Charlotte Checkers

Charlotte Checkers stuck with quirky schedule for new AHL season

It is a little more than 500 miles from Bojangles Coliseum in Charlotte to Quicken Loans Arena in Cleveland, which is home to NBA star LeBron James but also the Lake Erie Monsters of the American Hockey League.

The Charlotte Checkers are a geographical anomaly in the AHL, but remaining in a new-look Western Conference, and the final renovations to Bojangles have created a very quirky 2015-16 schedule – even for this league.

Charlotte opens the 2015-16 season 8 p.m. Saturday in Des Moines, Iowa, against the Iowa Wild. That is the first of 10 consecutive road games before the return to Bojangles is Nov. 7 for the home opener.

“It’s something I’ve never experienced, but the American League is always about the travel, especially in the West,” said forward T.J. Hensick, 29. “We’re in the West so you’ve got to deal with that. Not every game is laid out on a red carpet for you.”

A 10-game road trip to start the season is not the only difference this season. The AHL created a new division of teams based in California, which creates another wrinkle in Charlotte’s schedule.

There are no interconference games, in large part to help the travel costs on both coasts. That means the Checkers will play games in Ontario, Calif., San Jose and San Diego but do not play closer opponents like Hershey and Lehigh Valley.

Charlotte isn’t the only Eastern team stuck in the West. Lake Erie and Grand Rapids are also in the time zone, but they are also much closer to the other “division rivals” in the Midwest.

“This will be a challenge, specifically the start,” new coach Mark Morris said. “A few years in Manchester, we only slept out of our beds for 16 days out of the entire season, which is outrageous. What an advantage it was.”

Morris mentioned his coaching staff will have some interesting logistical decisions while on these long road trips. Whether it is finding ice for practice time or keeping players active and avoiding long days in a hotel room, it’s a different kind of travel planning.

“We’ve got to get creative with how we keep our guys in good condition and mentally sharp,” Morris said.

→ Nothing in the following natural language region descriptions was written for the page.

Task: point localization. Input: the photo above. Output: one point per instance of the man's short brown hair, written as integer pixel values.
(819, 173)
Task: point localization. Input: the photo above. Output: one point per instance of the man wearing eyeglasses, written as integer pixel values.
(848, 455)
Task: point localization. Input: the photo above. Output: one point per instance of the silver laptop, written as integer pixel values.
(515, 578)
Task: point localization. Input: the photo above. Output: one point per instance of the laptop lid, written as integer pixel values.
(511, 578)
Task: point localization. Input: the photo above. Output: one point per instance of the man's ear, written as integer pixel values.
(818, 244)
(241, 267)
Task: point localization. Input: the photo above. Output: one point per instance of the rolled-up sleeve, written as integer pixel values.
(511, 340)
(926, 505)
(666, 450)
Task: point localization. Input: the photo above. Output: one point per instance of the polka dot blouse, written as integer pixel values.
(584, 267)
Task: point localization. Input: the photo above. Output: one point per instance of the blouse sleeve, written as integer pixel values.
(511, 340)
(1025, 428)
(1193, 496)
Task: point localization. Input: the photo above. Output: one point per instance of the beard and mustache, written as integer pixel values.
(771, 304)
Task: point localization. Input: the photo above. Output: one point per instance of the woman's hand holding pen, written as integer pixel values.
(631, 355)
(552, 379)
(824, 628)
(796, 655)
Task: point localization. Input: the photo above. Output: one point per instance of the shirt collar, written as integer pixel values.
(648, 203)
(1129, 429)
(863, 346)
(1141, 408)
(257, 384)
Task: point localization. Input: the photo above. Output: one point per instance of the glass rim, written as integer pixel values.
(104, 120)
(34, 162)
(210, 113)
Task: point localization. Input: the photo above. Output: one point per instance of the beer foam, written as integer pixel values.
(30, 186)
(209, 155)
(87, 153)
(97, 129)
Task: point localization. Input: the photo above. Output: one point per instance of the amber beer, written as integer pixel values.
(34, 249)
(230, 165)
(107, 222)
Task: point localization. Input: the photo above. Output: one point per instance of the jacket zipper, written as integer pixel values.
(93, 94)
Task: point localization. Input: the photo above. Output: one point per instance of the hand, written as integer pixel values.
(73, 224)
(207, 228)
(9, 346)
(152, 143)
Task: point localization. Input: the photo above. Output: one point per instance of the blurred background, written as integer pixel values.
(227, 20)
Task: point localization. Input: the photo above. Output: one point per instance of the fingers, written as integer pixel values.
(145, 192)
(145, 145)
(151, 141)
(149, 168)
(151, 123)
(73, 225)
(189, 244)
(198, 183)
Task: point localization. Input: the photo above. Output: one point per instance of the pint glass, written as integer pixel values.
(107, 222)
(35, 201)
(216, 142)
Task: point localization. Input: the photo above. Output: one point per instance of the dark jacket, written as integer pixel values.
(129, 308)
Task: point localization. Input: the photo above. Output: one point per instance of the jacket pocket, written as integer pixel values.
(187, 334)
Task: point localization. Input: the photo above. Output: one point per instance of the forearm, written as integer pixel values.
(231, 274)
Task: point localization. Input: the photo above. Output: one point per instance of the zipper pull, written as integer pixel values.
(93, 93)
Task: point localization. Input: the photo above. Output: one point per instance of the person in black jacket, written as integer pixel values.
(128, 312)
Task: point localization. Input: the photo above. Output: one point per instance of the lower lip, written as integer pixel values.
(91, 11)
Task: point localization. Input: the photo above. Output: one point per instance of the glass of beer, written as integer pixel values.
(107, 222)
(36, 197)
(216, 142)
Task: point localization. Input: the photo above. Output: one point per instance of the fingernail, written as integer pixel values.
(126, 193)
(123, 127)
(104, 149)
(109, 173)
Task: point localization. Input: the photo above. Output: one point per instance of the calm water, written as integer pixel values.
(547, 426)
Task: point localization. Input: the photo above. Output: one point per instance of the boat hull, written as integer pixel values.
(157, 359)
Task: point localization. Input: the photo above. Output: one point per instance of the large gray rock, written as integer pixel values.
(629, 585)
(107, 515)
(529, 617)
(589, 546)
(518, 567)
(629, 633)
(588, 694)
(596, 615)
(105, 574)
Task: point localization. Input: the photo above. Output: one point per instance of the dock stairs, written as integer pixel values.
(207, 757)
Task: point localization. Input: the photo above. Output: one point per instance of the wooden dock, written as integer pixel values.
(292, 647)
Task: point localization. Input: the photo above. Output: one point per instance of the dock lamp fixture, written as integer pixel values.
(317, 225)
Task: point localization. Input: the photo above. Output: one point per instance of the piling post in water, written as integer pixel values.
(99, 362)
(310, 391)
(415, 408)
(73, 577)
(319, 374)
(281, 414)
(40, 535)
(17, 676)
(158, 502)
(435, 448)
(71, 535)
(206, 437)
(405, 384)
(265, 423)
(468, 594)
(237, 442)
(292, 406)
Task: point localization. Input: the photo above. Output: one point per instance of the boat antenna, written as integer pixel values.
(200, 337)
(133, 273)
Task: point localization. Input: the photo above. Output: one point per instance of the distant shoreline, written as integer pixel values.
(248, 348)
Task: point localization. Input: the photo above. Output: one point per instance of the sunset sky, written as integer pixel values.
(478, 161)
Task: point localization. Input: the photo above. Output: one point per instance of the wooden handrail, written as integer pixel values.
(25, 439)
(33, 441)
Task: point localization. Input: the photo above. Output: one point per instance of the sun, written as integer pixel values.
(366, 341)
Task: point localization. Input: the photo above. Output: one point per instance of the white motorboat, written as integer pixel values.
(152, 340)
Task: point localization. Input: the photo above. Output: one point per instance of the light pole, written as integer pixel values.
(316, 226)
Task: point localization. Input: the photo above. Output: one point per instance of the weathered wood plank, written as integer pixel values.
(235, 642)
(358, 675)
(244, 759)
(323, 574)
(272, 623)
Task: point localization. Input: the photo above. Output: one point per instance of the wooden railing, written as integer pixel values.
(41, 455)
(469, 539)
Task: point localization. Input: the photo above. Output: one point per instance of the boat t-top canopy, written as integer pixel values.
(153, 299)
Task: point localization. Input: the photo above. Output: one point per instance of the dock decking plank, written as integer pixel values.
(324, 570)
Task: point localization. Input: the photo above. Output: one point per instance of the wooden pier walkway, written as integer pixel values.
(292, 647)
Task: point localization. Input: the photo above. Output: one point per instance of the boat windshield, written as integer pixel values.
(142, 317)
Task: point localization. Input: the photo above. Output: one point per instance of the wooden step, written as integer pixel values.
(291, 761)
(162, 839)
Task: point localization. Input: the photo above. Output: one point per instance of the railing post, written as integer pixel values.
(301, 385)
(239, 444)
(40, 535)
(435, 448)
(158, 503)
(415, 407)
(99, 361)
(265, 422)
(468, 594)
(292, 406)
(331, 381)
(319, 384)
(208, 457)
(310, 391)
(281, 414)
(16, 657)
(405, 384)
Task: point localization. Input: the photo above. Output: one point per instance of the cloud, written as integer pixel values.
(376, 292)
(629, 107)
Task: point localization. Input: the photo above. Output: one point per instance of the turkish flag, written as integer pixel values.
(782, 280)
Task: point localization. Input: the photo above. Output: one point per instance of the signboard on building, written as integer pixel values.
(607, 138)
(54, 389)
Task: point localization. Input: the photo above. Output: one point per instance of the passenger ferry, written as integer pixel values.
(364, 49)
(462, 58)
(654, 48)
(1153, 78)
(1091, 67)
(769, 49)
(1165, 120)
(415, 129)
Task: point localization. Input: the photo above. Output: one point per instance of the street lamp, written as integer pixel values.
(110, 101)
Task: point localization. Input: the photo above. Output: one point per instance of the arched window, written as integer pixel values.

Morris spent eight seasons coaching Manchester (N.H.), which had a geographical advantage with proximity to other AHL teams but not the parent club. When one of his players was called up to the NHL, it was a long flight from Manchester to Los Angeles. It is possible the Checkers could leave a player behind for part of a trip or send someone home early to be closer to Raleigh should the Carolina Hurricanes need reinforcements.

This opening 10-game stretch is going to be critical for the Checkers. They will play two games in Iowa, return to Charlotte for a few days and then will be away from home for more than two weeks.

“It doesn’t have to be a bad thing, if we get off to a good start,” Checkers forward Brendan Woods said. “There’s going to be a lot of time for team bonding, to get to know each other. Hopefully we can use that and build off it for when we get home.”